Do you go to a restaurant with a patio or a ‘terrasse’? (from J.M.)
This is another great example of a “gallicism” (borrowing from French) in Montreal English. While standard English has “terrace” as an old borrowing from French, with a somewhat different meaning, Montreal English has re-borrowed “terrasse” to mean an outdoor restaurant patio, or sidewalk café. These are ubiquitous in Montreal, and Montrealers' sense of their own vaunted urbane sophistication involves making maximal use of terrasses as early and late as possible in the season: one sees people sitting in their coats and hats just to enjoy their coffee and croissant or beer and nachos on a “terrasse.”
One problem with the terrasse is that, with new legislation banning smoking in restaurants, smokers resort to the terrasses, which have now become unofficial smoking sections: if you're a non-smoker, it's hard to enjoy these spaces, as the breeze usually manages to blow your neighbor's smoke up your nose just as you are trying to savour your soup.
Sofa?
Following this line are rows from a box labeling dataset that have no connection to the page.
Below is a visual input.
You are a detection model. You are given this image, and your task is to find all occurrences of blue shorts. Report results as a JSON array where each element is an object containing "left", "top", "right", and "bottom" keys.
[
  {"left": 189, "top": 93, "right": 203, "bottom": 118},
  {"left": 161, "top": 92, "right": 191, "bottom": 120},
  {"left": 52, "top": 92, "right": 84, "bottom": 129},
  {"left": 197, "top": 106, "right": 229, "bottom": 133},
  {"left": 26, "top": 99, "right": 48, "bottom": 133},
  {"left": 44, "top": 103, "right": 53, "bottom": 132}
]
Couch? Chesterfield? (from Chris B.)
“Chesterfield” is perhaps the most famous Canadianism of them all: this is a great old Canadian word that is quickly disappearing. It was the majority term among Canadians in the middle of the 20th century, but has all but vanished from the speech of young people today, largely replaced by the American term “couch.” “Sofa” is also a historic contender, but has always been less widespread than “couch” in North America.